Князь Волот не сразу придал значение этому людскому паломничеству. Он радовался прозревшему по божьей милости сыну и не присматривался к людям, которых встречал на дорогах. Когда же увидел, поразился тому, что идут в основном тиверцы от Дуная, из тех мест, где побывали и щедро засеяли бедой землю ромеи.
«У меня с ними не только одна кровь, – думал, наблюдая, как паломники замирали под дубом и вздымали руки к дуплу, – у меня с ними одна судьба».
По воле случае или по велению сердца и разума, только повелел он однажды соорудить на месте прозрения сына капище и перенести туда кумир Перуна. Здесь стал править требу богу своего рода-племени. И раз, и второй, и третий, и десятый. И с каждой новой требой все больше и больше убеждался: собирается сюда народу великое множество, и все ждут его появления у Перунова дуба, словно прихода самого бога. Оттого и сам проникся чувством благоговения перед божеством, не жалел коз, баранов, быков из княжеских стойл, не жалел тех, что приводили люди. Резал и кропил кровью жертв божье жилище, сам пил эту жертвенную кровь, дабы обрести вещий дар и понимание бога и изрекать предзнаменования жаждущим.
Пока горел костер и в нем принесенная богу жертва, воздевал к богову жилищу руки и молил-просил:
Светлый наш боже, сильный и могучий,
Стань на страже убогих, недужих,
Стрелами гнева срази вражью силу,
Благо пошли нам, Сварожичев сын,
На нивы, жилища и стойла.
– Пошли, боже! – многоголосо отдавалось в лесу. – Благо пошли!
Огонь полыхал и полыхал, жадно бегая по принесенной богу жертве, и радовался щедрости людской. А это хорошая примета: бог принимает жертву, он благосклонен к ним, тиверцам.
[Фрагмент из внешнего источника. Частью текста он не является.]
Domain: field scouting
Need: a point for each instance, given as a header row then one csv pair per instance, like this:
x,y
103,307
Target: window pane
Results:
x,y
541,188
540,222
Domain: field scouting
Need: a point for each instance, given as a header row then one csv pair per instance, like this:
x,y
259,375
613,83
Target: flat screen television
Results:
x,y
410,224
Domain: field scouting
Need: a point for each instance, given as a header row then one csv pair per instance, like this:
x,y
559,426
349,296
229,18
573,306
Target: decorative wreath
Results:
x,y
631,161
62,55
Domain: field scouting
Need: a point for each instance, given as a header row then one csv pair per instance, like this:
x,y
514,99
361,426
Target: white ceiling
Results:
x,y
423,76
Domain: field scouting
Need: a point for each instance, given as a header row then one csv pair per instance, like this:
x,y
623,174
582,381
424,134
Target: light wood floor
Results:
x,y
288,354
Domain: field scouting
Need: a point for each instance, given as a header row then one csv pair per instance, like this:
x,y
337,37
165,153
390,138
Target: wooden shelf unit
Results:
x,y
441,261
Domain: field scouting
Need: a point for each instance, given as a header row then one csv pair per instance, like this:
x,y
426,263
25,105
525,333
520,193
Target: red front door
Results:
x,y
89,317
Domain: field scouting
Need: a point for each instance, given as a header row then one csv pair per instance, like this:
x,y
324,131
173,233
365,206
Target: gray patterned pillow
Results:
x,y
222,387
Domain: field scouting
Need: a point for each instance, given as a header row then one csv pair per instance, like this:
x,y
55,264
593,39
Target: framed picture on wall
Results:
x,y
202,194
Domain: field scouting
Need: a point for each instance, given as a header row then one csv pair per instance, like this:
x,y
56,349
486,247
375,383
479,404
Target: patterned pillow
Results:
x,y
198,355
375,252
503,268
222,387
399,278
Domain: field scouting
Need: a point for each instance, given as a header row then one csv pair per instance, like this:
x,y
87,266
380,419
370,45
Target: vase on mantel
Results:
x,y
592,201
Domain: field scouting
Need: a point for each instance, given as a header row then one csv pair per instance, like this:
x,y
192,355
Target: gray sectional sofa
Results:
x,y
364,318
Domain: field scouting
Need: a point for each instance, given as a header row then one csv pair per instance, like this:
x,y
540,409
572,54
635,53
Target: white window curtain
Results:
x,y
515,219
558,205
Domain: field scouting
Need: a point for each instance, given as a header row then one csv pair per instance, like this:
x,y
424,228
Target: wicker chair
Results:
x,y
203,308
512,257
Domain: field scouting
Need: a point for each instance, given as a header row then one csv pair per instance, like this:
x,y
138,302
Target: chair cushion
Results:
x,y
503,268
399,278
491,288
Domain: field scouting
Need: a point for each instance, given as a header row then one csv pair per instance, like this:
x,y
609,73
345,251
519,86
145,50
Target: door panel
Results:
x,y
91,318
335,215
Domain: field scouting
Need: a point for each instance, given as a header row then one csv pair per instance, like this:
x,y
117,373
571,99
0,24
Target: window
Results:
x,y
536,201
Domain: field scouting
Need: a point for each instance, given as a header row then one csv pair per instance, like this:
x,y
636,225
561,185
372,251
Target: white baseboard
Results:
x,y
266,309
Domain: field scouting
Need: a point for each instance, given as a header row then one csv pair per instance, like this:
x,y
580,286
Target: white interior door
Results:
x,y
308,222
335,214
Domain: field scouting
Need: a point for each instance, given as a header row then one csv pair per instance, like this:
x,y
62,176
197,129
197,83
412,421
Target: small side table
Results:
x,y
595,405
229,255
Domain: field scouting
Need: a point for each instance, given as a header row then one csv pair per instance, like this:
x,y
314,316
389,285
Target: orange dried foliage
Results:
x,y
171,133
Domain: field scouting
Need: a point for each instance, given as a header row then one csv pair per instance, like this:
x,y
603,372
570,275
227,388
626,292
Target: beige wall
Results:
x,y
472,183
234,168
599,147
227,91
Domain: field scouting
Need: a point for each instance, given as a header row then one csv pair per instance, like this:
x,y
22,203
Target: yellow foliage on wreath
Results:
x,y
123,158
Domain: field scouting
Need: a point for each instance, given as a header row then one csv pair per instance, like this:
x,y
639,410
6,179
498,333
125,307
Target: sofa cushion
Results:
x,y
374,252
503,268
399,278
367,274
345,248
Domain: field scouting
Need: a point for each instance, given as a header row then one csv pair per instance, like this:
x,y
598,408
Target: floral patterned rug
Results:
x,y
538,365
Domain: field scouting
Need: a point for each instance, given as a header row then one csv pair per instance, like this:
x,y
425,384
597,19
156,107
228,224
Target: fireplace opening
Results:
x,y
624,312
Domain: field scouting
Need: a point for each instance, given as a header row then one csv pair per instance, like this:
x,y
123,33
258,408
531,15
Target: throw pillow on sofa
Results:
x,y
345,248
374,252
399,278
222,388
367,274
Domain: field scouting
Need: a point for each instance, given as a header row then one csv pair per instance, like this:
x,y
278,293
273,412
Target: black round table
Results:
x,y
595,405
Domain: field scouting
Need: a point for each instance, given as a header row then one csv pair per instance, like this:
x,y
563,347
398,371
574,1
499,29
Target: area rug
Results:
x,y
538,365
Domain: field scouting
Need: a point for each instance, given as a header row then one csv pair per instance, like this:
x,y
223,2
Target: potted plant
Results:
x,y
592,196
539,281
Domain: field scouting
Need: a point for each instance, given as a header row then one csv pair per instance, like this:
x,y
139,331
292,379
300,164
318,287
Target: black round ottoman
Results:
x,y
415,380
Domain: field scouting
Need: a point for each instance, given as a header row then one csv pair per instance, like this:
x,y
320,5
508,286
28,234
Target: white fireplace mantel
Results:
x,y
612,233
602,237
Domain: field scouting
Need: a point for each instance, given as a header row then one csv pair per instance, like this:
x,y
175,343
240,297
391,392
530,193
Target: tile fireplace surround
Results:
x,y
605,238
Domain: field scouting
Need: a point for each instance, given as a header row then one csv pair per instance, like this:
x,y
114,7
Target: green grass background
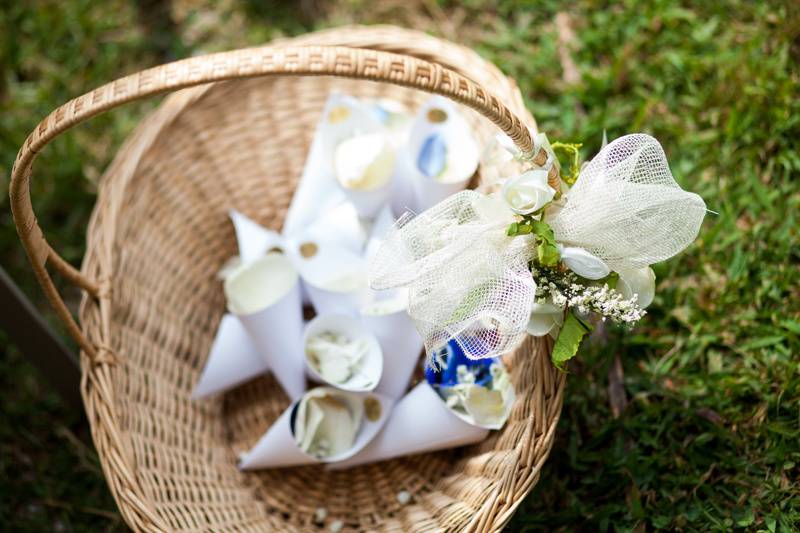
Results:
x,y
708,437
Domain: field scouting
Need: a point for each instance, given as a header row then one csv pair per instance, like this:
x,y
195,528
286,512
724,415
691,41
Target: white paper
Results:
x,y
276,328
335,278
380,227
254,240
318,190
277,448
463,154
402,347
368,377
420,422
233,359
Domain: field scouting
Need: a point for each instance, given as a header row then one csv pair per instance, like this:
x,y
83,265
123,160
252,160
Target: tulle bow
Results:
x,y
470,282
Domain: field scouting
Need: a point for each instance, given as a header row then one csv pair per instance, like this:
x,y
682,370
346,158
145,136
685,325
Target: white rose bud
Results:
x,y
583,263
546,319
640,281
528,192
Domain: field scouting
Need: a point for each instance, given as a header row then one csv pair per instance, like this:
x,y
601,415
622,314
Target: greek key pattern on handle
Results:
x,y
365,64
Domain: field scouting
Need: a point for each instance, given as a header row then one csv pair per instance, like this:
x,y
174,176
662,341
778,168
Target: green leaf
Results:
x,y
543,231
569,338
548,254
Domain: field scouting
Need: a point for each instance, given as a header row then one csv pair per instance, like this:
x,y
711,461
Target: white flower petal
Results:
x,y
528,192
492,208
640,281
327,423
364,162
583,263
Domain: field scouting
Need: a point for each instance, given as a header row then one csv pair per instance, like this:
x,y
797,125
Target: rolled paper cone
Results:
x,y
420,422
334,277
265,296
328,301
439,118
369,375
278,448
340,225
404,197
401,345
380,227
317,190
364,167
233,359
254,240
368,203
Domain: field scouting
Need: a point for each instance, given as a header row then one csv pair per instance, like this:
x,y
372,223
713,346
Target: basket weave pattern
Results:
x,y
159,234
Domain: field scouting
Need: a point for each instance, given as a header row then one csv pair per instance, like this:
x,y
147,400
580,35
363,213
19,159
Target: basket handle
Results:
x,y
366,64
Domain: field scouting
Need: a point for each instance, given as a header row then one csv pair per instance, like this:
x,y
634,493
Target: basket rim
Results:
x,y
117,460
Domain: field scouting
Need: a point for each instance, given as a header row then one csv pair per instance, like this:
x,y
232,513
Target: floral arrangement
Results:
x,y
539,254
467,279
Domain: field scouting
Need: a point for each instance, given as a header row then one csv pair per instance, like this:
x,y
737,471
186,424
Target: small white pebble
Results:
x,y
403,497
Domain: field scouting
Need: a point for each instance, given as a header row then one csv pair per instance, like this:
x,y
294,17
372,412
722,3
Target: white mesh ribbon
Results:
x,y
626,207
467,280
470,282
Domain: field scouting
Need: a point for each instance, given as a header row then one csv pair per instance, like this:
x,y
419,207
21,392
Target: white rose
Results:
x,y
583,263
364,162
528,192
640,281
546,319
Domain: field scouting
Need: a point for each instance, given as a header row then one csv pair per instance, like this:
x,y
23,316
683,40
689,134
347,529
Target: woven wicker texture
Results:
x,y
159,234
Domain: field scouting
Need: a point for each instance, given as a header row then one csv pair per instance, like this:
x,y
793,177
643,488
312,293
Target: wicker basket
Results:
x,y
237,136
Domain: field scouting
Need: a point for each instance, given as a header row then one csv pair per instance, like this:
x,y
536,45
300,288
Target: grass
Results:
x,y
697,429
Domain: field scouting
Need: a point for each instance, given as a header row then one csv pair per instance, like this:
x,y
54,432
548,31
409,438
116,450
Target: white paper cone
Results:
x,y
318,190
368,377
420,422
277,448
338,226
401,345
254,240
368,203
439,116
380,227
404,197
265,295
335,278
233,359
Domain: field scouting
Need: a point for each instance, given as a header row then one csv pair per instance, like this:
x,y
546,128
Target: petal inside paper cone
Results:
x,y
257,285
420,422
279,446
265,295
441,155
253,239
340,351
335,278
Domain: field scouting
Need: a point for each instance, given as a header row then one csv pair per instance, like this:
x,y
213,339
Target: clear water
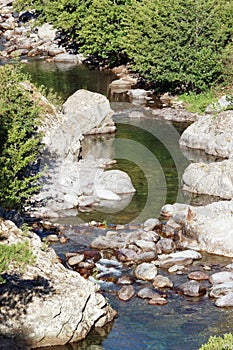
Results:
x,y
148,150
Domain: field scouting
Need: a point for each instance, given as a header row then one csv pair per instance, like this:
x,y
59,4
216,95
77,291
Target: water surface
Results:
x,y
148,150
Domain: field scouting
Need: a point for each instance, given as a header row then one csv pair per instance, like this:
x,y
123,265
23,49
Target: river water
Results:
x,y
148,150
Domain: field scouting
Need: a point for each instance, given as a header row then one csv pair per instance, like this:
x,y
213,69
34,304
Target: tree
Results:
x,y
19,140
179,43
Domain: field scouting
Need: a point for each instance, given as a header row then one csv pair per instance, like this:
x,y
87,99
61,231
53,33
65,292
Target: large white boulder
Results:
x,y
46,304
211,133
214,179
206,228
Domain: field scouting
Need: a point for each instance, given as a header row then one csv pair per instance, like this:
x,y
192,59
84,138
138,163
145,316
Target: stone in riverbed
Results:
x,y
225,300
148,293
198,276
162,282
165,246
76,259
146,271
221,277
221,289
157,301
151,224
192,289
207,228
126,293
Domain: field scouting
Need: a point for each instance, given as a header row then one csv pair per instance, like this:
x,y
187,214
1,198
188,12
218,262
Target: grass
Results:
x,y
219,343
197,103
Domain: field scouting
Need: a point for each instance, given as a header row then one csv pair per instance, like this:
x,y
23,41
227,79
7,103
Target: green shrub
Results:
x,y
18,255
19,139
197,103
219,343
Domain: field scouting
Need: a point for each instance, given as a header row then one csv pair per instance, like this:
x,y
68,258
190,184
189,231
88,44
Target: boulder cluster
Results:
x,y
45,304
20,36
147,262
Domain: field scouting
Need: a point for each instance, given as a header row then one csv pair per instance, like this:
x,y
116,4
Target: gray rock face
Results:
x,y
192,289
70,183
178,115
215,179
146,271
47,304
213,134
208,228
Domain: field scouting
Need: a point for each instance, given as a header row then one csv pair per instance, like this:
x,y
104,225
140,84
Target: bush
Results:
x,y
19,140
219,343
18,255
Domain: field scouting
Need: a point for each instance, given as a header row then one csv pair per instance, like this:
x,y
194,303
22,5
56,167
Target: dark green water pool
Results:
x,y
148,150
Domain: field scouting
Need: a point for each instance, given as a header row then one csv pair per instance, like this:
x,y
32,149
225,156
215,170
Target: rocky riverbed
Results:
x,y
144,261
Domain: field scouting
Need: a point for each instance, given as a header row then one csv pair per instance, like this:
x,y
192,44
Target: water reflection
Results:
x,y
148,150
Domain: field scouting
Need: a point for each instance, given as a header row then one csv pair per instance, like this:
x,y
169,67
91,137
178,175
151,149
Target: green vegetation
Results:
x,y
197,103
219,343
19,140
18,255
178,45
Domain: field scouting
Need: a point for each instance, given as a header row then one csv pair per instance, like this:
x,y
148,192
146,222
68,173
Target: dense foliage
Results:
x,y
177,44
219,343
17,255
19,141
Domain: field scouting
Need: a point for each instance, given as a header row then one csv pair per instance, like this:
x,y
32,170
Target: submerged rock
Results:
x,y
71,183
206,228
126,293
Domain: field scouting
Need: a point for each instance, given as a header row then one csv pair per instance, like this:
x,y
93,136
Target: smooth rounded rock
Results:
x,y
146,271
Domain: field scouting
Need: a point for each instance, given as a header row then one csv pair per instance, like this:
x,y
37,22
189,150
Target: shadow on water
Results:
x,y
184,323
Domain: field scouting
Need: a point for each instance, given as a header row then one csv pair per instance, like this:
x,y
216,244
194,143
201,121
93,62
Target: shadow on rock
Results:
x,y
17,293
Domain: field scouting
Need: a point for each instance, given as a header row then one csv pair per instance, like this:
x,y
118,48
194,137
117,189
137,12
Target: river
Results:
x,y
148,150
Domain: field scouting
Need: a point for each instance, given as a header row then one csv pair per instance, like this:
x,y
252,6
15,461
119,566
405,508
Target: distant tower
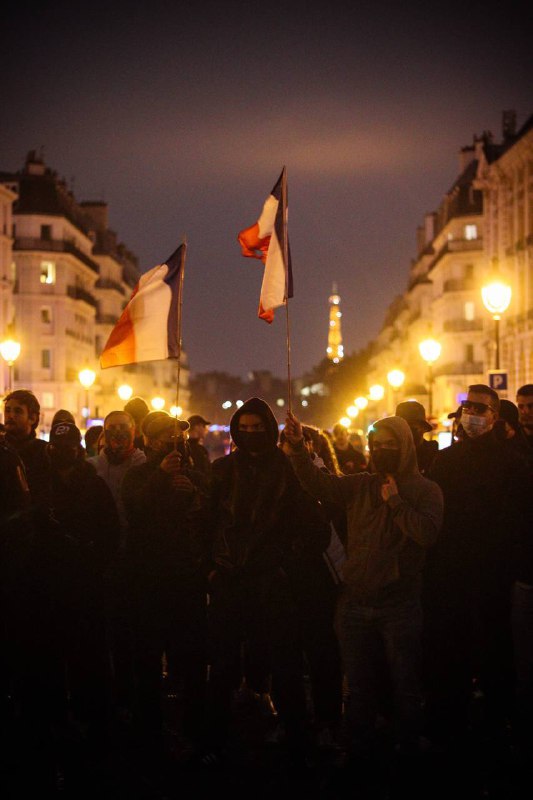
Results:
x,y
335,349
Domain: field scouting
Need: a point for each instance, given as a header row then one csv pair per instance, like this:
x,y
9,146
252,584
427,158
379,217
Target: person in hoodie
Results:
x,y
393,516
166,559
118,455
257,512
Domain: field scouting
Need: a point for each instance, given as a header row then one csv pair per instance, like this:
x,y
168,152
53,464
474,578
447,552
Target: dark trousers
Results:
x,y
366,634
260,613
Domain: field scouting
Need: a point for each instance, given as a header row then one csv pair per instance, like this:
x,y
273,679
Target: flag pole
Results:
x,y
284,206
180,303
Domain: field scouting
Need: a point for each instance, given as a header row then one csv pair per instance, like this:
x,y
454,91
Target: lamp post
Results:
x,y
125,392
496,298
395,378
10,351
86,377
430,350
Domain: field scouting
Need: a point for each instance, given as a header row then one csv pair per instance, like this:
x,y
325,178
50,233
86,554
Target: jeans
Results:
x,y
382,642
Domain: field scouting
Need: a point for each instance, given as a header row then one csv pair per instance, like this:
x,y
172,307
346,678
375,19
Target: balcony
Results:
x,y
77,293
54,246
461,325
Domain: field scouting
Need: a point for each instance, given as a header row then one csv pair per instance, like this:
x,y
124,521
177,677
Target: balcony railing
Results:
x,y
459,325
55,246
77,293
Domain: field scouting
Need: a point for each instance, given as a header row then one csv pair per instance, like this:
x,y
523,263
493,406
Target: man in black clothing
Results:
x,y
469,573
258,512
197,432
414,414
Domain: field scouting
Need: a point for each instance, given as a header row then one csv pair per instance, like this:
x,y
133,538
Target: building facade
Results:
x,y
481,230
68,280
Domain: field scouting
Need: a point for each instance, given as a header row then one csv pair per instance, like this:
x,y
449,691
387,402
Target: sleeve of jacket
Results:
x,y
321,485
423,523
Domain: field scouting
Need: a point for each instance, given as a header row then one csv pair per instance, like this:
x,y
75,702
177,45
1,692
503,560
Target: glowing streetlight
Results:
x,y
376,392
125,392
496,298
10,351
430,350
87,377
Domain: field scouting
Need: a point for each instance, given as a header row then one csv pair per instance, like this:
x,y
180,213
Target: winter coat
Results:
x,y
386,541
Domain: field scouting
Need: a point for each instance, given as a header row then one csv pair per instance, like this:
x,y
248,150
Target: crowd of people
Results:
x,y
372,600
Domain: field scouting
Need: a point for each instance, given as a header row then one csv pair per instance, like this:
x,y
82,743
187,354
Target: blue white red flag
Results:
x,y
268,241
148,329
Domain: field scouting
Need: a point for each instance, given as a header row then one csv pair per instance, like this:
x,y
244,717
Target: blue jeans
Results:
x,y
370,636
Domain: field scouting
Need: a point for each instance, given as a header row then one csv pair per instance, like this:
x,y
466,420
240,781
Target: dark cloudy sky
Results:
x,y
181,116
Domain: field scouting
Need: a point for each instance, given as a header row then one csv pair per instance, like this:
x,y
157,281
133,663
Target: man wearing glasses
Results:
x,y
469,576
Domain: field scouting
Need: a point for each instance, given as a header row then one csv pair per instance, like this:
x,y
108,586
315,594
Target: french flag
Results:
x,y
267,240
148,327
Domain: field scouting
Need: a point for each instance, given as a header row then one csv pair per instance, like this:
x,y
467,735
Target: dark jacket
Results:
x,y
487,518
258,508
386,541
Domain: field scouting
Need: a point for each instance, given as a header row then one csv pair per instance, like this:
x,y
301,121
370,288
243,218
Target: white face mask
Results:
x,y
474,426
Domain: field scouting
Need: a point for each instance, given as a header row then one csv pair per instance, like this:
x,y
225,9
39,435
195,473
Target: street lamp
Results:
x,y
430,350
125,392
10,351
496,298
86,377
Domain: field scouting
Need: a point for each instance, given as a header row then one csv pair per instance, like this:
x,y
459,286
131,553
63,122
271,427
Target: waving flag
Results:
x,y
268,241
148,329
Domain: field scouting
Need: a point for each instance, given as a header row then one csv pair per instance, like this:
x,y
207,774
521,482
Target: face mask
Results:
x,y
474,426
386,462
62,459
253,441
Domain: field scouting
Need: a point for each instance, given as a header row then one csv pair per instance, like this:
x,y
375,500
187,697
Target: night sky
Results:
x,y
182,116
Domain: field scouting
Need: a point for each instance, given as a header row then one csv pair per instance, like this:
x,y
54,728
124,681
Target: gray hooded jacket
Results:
x,y
386,541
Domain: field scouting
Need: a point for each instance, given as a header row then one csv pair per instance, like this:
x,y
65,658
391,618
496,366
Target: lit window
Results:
x,y
470,310
48,400
45,359
48,272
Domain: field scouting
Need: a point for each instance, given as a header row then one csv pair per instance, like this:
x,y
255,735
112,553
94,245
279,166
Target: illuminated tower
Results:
x,y
335,349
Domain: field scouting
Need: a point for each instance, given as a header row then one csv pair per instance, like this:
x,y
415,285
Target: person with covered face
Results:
x,y
469,574
258,512
166,561
394,515
118,455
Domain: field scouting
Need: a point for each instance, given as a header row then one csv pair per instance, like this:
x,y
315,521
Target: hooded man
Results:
x,y
393,516
258,511
118,455
469,574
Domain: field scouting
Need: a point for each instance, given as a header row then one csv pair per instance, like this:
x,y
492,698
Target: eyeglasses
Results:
x,y
475,408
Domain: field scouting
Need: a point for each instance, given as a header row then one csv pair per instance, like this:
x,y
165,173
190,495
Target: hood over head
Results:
x,y
256,406
402,432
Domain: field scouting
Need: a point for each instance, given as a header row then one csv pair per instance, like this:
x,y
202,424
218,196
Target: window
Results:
x,y
48,272
46,314
48,399
470,310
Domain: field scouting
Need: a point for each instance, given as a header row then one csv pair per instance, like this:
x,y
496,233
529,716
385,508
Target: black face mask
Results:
x,y
386,462
253,441
62,459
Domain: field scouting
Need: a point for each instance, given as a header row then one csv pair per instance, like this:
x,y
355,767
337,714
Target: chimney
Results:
x,y
508,124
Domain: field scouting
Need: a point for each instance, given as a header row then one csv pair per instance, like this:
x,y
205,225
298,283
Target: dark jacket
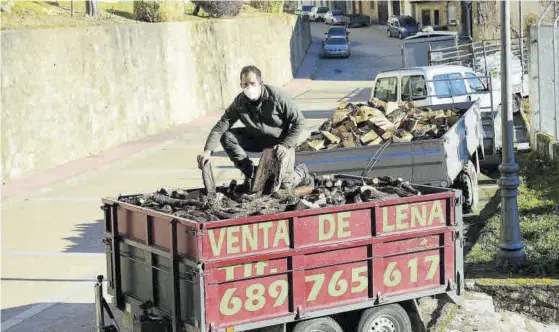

– Встану я рано утром, чуть забрезжит свет, – говорил, обращаясь к Перуну, князь, – умоюсь родниковой водой, и утренней водой, и утренней росой, пойду из дверей в двери, из ворот к воротам – в чистое поле. В чистом поле прихорошусь, на все четыре стороны поклонюсь и скажу: «Будь с нами, боже, повсюду. Не покидай нас в горе-печали, смилуйся, боже, мы твои внуки!»
– Смилуйся и будь! Смилуйся и будь! – повторяли за ним те, что стояли ближе к капищу.
Молились тиверцы вместе со своим князем и замирали, снова молились и снова замирали – перед дубом и перед капищем. Одни умывались слезами, другие – родниковой водой, пили ту воду и уходили, обнадеженные…
Возвращаясь после одной из треб в Черн, Волот завернул к капищу Хорса под стольным городом и, удивленный, остановил коня: была пятница, а у стольного капища ни старейшин, ни волхвов, ни поселян, не видно было и признаков требы.
«Все уверовали в Перуна и пошли к нему, – подумал он. – Дурная примета. Хорс – верховный бог на Тивери, он может разгневаться и отомстить за измену и неуважение. Как же это случилось и почему? Пусть не было здесь меня. А где старейшины, волхвы наконец? Думают, нет князя, значит, можно и не творить богам треб?..»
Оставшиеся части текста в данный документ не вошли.